The Centers for Disease Control and Prevention recently weighed in on the controversial oral contraceptive Yaz and is warning new mothers not to take it or its sister pill, Yasmin.

The CDC is saying that women should not take estrogen-based birth control pills like Yaz or Yasmin within the first 3-6 weeks after giving birth because their own research has shown that the mothers who take estrogen-filled birth control pills in the first six weeks of giving birth are far more likely to develop potentially deadly blood clots. This risk is even higher if the mother is older than 34 or had a C-section.

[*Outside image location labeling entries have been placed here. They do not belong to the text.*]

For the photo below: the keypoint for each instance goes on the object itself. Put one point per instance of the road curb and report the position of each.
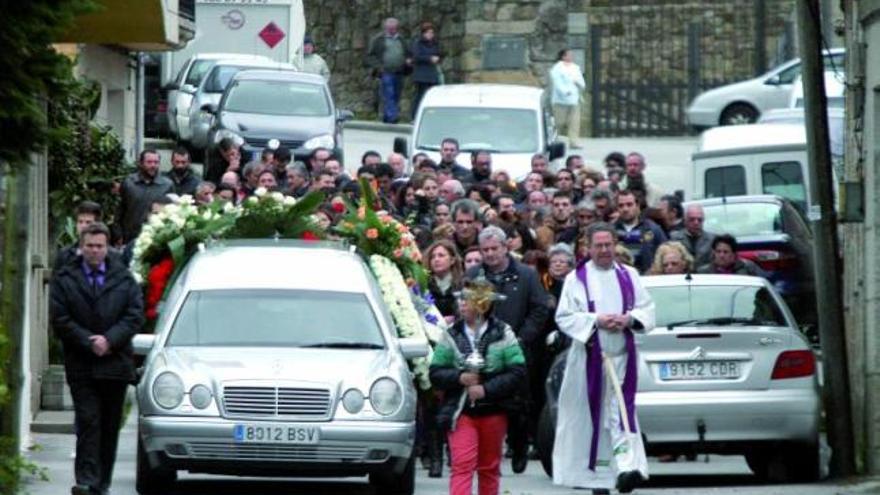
(53, 422)
(367, 125)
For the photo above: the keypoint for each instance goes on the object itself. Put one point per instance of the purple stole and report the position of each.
(595, 374)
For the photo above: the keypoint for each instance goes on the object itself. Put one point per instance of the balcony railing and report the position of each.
(187, 9)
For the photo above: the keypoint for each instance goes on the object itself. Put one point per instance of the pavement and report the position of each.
(712, 475)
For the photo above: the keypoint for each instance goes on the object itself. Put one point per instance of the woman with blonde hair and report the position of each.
(672, 258)
(446, 280)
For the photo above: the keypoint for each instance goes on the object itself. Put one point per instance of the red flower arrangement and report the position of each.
(157, 280)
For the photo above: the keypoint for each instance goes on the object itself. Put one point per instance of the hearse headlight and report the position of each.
(168, 390)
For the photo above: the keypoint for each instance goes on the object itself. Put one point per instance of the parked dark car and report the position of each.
(772, 232)
(293, 107)
(726, 371)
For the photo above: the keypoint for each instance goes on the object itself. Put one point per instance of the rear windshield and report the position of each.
(219, 78)
(278, 98)
(709, 302)
(743, 219)
(508, 130)
(275, 318)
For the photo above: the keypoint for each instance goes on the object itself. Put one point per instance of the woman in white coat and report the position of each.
(568, 84)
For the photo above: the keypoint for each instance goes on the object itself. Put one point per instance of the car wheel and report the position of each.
(396, 484)
(801, 462)
(546, 435)
(149, 480)
(739, 113)
(758, 462)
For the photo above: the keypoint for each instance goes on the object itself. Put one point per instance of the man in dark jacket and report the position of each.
(96, 309)
(389, 57)
(87, 213)
(181, 174)
(426, 63)
(525, 310)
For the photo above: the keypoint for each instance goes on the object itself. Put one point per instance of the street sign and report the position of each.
(271, 34)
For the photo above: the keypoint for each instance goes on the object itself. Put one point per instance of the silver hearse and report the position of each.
(276, 358)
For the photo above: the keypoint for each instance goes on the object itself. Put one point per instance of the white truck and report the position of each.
(271, 28)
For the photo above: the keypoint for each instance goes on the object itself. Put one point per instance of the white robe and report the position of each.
(571, 450)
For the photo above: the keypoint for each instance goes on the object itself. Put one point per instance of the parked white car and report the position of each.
(744, 102)
(211, 90)
(183, 88)
(725, 370)
(835, 88)
(512, 122)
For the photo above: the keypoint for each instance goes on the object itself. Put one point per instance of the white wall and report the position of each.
(114, 70)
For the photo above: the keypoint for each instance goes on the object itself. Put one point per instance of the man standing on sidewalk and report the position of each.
(96, 309)
(389, 57)
(568, 84)
(525, 310)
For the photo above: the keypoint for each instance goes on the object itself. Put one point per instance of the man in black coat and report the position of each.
(525, 309)
(96, 309)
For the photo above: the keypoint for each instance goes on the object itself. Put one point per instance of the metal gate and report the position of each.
(647, 66)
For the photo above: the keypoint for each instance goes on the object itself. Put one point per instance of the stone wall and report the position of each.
(473, 32)
(342, 30)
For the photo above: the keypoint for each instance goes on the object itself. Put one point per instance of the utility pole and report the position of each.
(828, 272)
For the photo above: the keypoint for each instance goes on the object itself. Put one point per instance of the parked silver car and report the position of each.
(182, 89)
(211, 90)
(744, 102)
(258, 106)
(276, 359)
(726, 371)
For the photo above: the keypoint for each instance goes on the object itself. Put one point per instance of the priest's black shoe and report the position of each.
(519, 461)
(628, 480)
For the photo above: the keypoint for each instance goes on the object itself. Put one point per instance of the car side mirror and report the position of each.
(400, 146)
(143, 343)
(412, 347)
(556, 150)
(344, 115)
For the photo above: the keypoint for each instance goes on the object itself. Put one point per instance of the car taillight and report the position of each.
(771, 260)
(794, 364)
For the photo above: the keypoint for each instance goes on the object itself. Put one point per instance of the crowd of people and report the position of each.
(473, 223)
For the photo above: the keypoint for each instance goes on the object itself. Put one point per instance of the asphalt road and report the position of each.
(721, 475)
(668, 159)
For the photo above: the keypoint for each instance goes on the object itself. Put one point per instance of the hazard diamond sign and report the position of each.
(271, 34)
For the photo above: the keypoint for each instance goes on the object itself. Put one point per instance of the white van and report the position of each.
(753, 159)
(512, 122)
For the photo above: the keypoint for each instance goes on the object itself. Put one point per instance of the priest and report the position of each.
(598, 442)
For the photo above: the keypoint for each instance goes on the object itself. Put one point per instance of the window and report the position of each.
(725, 181)
(744, 219)
(220, 77)
(507, 130)
(785, 179)
(198, 70)
(277, 98)
(789, 75)
(702, 302)
(275, 318)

Dr. Naomi Tepper, a researcher in the CDC’s Division of Reproductive Health, says “the evidence we looked at showed that the risk was really much higher than we previously thought.” This conclusion reflects some serious backtracking, since older CDC guidelines, which were released only a year ago, were quite reassuring when talking to new mothers about the risks associated with Yaz and Yasmin. In fact, the CDC assured them that they weren’t at a higher risk than anyone else of suffering from Yaz adverse side effects after giving birth.

The fact that the CDC did a complete 180 on the subject has many people wondering if they will file a Yaz lawsuit after developing blood clots. For its part, the CDC report does state that all women are at risk of developing blood clots because of Yaz if they take it immediately after giving birth, but that information is again too late since most of the women being warned have already suffered from the effects.

The CDC may finally be admitting the potential threat of estrogen-filled oral contraceptives like Yaz and Yasmin, but this information is hardly new. Thousands of Yaz lawsuits have been filed already due to the thousands of blood clots that have harmed many women and were fatal for others. This new admission of it by the CDC is years too late for some women, but at least the agency finally caught up.